A visita da chanceler alemã a Portugal foi a consagração do poder político da Alemanha concedido pelos socialistas e pelos sociais-democratas portugueses. Muito para além do que Angela Merkel disse ou do que “impõe”, a dependência do exterior é um facto com que Portugal convive desde a sua fundação em S. Mamede. Excetuando os períodos áureos das especiarias e do ouro do Brasil, poucos foram os momentos de superavit e de completa independência em relação a credores. A diferença é que a chanceler alemã admite emprestar, mas impõe regras; aprovou o resgate do Estado português, mas com condições que obriga a cumprir, ainda que esmifrando o povo ou pondo em causa a própria soberania do Estado. E este é o problema.
O cumprimento do memorando implica a destruição da economia, o sucumbir das empresas geradoras de riqueza e trabalho. E sem empresas, não há emprego. Pior do que o empobrecimento, motivado a partir do governo, é o desemprego que implica tragédia social, a pobreza e todas as chagas subsequentes.
É inaceitável e ultrajante que o resgate da “troika” implique não apenas o controlo férreo das contas públicas portuguesas, mas inclusive a definição programática do que deve ser feito no país.

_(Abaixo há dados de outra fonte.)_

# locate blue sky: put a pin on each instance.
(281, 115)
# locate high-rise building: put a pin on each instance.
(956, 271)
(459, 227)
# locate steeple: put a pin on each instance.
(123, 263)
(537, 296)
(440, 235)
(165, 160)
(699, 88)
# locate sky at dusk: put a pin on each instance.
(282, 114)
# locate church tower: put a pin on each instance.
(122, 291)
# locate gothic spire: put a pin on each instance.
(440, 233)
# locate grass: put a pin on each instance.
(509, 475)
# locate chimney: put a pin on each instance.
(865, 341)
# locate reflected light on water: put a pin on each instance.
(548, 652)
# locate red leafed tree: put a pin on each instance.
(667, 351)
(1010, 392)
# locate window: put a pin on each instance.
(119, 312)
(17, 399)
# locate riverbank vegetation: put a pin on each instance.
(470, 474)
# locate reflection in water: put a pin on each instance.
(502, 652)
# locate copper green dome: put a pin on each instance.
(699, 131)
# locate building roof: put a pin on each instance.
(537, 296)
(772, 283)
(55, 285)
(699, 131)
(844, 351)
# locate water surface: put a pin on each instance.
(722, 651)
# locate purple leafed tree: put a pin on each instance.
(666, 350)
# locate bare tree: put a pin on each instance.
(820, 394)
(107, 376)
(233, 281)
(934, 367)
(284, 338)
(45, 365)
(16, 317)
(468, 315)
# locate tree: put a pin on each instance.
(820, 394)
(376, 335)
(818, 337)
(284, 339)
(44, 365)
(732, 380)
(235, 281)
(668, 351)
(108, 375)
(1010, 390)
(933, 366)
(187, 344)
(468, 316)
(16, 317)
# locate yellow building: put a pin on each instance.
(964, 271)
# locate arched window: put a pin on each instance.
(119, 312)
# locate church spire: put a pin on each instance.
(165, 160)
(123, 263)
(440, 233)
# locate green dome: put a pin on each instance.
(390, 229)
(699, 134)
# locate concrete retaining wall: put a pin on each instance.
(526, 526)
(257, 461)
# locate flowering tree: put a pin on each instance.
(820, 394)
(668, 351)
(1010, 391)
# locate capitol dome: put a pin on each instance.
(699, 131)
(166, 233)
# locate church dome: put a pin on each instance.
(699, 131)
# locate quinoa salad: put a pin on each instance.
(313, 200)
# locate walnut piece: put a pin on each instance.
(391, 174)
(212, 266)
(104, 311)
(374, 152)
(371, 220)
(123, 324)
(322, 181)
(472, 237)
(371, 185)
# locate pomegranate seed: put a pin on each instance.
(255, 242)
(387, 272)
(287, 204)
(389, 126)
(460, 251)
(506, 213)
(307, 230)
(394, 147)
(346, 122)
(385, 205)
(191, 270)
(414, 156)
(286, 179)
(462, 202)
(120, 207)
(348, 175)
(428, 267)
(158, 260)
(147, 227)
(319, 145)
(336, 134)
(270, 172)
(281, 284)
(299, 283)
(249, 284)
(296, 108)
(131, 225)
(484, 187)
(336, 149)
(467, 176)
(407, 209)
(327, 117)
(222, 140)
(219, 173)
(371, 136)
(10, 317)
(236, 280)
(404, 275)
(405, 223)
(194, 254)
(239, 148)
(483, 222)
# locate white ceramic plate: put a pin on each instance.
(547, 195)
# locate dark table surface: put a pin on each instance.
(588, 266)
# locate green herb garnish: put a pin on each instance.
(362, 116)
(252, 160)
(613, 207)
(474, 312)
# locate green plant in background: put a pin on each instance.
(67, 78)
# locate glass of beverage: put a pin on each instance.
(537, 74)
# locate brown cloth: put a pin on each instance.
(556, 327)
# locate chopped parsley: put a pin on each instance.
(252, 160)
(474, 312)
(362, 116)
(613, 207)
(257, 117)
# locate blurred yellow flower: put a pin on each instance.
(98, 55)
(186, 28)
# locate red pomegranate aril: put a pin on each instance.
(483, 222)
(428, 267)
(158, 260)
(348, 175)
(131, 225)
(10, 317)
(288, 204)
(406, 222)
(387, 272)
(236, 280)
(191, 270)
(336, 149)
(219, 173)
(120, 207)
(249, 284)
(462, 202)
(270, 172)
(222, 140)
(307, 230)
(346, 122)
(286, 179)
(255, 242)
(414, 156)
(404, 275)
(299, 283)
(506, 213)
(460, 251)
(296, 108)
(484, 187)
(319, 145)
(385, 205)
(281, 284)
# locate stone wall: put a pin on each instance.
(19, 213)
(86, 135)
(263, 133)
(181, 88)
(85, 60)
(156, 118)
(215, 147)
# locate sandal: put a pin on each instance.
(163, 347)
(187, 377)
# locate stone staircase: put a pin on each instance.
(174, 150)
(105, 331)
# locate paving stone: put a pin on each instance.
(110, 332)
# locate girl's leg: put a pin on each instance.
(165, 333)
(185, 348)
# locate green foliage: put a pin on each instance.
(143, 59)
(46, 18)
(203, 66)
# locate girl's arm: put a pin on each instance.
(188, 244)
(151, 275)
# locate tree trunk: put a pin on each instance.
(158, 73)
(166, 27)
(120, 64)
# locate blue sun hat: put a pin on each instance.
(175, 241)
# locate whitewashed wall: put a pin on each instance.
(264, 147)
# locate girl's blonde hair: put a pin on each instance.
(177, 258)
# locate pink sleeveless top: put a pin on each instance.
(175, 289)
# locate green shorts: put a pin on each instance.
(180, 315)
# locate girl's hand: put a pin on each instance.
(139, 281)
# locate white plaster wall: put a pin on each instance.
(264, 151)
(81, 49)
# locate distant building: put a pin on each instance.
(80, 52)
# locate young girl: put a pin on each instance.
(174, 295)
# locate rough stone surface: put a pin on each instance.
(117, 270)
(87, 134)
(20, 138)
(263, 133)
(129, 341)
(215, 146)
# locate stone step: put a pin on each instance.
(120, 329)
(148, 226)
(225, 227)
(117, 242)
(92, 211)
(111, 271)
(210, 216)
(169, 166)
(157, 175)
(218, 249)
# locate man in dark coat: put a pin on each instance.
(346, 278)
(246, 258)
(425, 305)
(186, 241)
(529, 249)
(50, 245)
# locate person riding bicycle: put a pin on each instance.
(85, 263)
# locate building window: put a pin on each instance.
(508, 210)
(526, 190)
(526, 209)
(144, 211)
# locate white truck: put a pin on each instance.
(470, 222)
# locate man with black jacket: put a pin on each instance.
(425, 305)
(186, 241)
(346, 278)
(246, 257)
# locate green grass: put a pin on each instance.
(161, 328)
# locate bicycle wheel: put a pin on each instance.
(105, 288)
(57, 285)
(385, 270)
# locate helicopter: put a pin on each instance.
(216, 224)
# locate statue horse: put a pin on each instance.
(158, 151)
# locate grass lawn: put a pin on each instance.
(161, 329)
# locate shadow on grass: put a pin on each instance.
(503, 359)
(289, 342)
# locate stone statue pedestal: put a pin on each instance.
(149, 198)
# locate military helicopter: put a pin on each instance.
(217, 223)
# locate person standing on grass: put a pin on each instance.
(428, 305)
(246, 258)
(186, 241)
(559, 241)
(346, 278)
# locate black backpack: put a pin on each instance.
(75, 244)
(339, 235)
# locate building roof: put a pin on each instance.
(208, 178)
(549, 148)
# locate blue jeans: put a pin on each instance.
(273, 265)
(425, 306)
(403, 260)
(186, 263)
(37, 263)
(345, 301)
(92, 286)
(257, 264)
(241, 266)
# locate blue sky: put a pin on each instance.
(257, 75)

Mas tudo isto só acontece pela incapacidade dos portugueses. Se o memorando traça um caminho íngreme para Portugal foi porque os nossos governantes foram incompetentes e não souberam dirigir o país.
A demonização dos alemães saiu para a rua. Mas será por culpa deles que se criou este sentimento tão negativo contra os germânicos e, em especial, contra a sua chanceler? (Ah! Sim! Claro… os alemães emprestaram ou autorizaram que a “troika” emprestasse mais de 70 mil milhões de euros que têm servido para pagar aos fornecedores e aos funcionários públicos e assim sair da bancarrota porque são agiotas. E além disso são desde há muitos anos os grandes exploradores de Portugal – exploraram o país, como ninguém, quando aqui instalaram empresas e criaram empregos aos milhares; exploraram o país quando aqui fizeram centros tecnológicos como o da Siemens; exploraram o país quando aqui fizeram investimentos com grande impacto no trabalho e com efeito multiplicador, como a Autoeuropa).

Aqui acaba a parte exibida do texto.